What makes it unique?
I’m sure other literary journals will sell you on how closely they look at every submission, but I’m certain they are lying. Well not certain, I’m sure a few of their readers don’t read every word of every line. Maybe not a few, maybe there is one bad egg with errands to do and no time for your nonlinear chapter construction. Or maybe the one egg isn’t even wholly bad, maybe he/she is near-rotten, just had twins and slowly going insane. The fact is, we don’t have any near-rotten eggs in our basket; I don’t think any of our readers just had twins this past year. We read everything, and 95% of our content comes from the slushpile (other 5% are the aforementioned contest winners and our featured poet).
What really makes us unique is the great blend of local and national writers; we’ll have Writer’s Center instructor Ramola D next to up-and-coming fiction writers Myfanwy Collins and Irene Keliher next to T.J. Forrester, whose novel and short story collection is coming out from Simon & Schuster (that ampersand again). We’ve always published a few people from DC/MD/VA, not out of necessity, but because for so many years Potomac Review stressed publishing Mid-Atlantic writers. Even though are focus now is more on publishing great literary work than where the author is from, that reputation still exists among Mid-Atlantic writers who submit, and this works to our advantage as we try and keep our feet grounded in the DC Metro-area literary community while also publishing people nationally and internationally.

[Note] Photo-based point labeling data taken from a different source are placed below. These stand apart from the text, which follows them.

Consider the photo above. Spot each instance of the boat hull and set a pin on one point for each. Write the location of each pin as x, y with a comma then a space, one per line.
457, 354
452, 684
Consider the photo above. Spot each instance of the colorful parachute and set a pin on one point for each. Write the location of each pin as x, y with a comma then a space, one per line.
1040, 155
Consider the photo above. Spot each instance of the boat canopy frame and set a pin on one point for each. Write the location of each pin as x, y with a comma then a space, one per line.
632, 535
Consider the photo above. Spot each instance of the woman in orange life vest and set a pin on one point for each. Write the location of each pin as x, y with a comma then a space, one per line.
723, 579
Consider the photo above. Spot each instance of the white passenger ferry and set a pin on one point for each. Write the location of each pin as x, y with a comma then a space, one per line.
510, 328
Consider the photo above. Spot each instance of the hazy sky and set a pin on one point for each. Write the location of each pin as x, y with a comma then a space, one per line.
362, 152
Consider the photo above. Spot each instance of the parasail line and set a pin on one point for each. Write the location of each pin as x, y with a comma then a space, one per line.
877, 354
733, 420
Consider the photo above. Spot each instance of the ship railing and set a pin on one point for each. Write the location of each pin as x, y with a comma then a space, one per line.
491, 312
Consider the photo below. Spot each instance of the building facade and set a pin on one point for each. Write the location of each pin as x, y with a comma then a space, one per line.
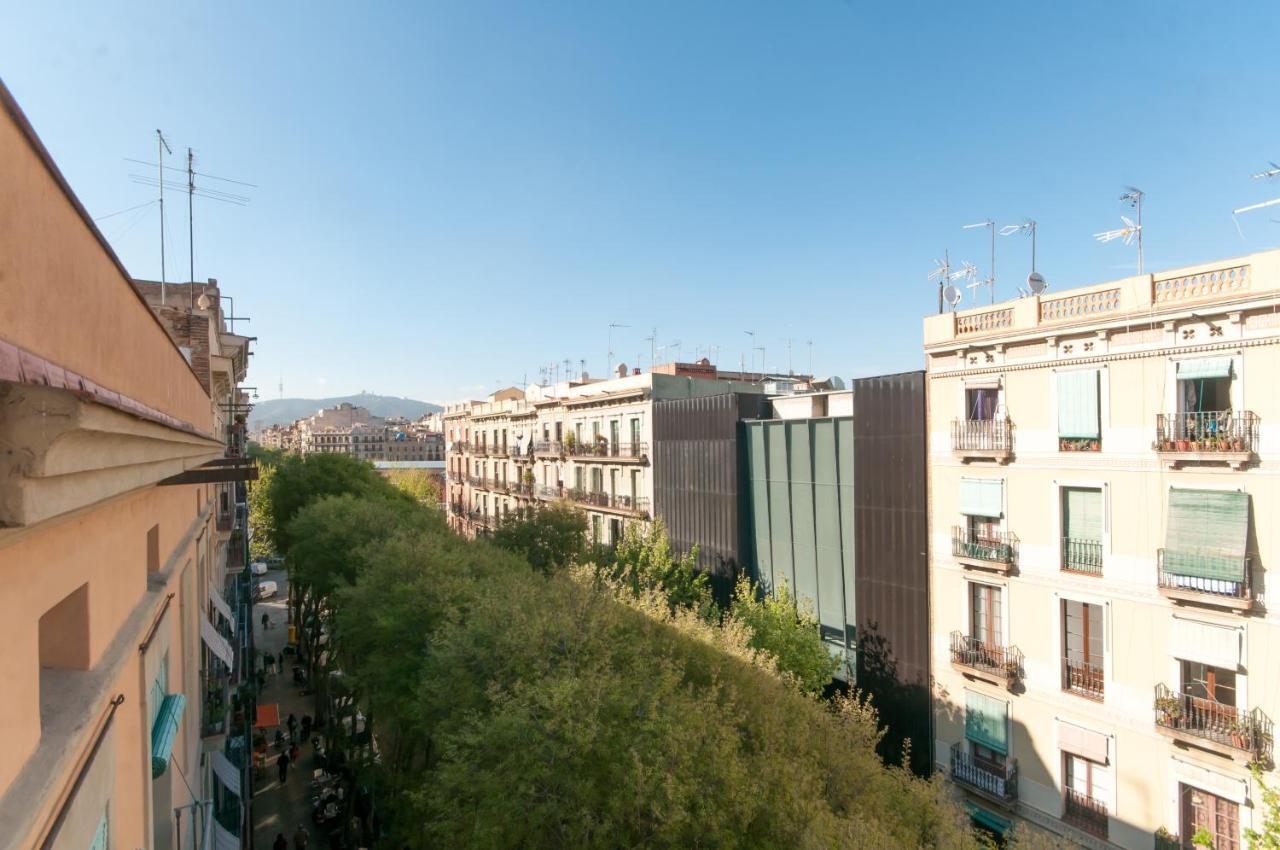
1104, 462
118, 520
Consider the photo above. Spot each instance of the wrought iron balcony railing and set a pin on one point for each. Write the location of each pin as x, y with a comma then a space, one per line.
984, 437
1000, 782
1082, 556
996, 548
992, 659
1215, 592
1082, 677
1086, 813
1228, 726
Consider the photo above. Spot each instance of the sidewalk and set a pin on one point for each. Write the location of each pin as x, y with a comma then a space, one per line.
282, 808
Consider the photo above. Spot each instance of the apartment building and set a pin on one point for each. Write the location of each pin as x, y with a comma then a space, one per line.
1104, 466
590, 443
122, 621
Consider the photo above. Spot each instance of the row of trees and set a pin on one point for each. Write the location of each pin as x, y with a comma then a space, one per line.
528, 694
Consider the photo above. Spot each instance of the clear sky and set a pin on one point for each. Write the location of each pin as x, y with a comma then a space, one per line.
452, 195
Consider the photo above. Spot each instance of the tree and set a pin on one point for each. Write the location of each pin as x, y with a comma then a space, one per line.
419, 484
787, 630
549, 537
644, 561
1269, 836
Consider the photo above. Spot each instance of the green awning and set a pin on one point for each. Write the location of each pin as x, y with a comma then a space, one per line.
1082, 513
1206, 368
164, 731
982, 497
988, 819
1207, 534
986, 721
1078, 405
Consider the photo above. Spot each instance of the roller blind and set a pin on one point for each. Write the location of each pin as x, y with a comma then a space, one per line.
1206, 368
986, 721
1207, 534
1078, 403
982, 497
1082, 513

Can you tell us a little bit about what you like to publish?
That’s hard to say. We like work of literary merit? We like what would render the Godmother of American Poetry Emily Dickinson’s “whole body so cold no fire could ever warm” her. I know she’s talking about poetry, but we like fiction, nonfiction, and poetry that feels like “the top of my head were taken off.” Or, more succinct, we like good stuff. There’s not one set tone or point of view we hunt for in our content.
What advice do you have for anyone submitting a manuscript?
Everyone says you should know the review you are submitting to, then they say buy our issues, which makes sense, and if you have the money you should do just that. Buy as many Potomac Reviews as your monthly budget allows. In these economic times though, I understand if that’s not the case (I’m actually impressed you’re still reading down here, what with these economical times and all). So I’ll make it easy for you. We do have some online content from our latest issue, free! content from our Pushcart nominees and Fiction Contest winner. We also blog regularly, which means you’d be able to see what our sensibilities are (and Julie Wakeman-Linn has this awesome feature called the “Maybe Dialogue Blog” where she chats with a submitter who was on the cusp of being accepted but still has some kinks in the story to work out).
Also keep your cover letters to a small-to-medium sized paragraph, unless your cover letter is your submission. Memoir as cover letter, I’ve never seen someone consciously do that before.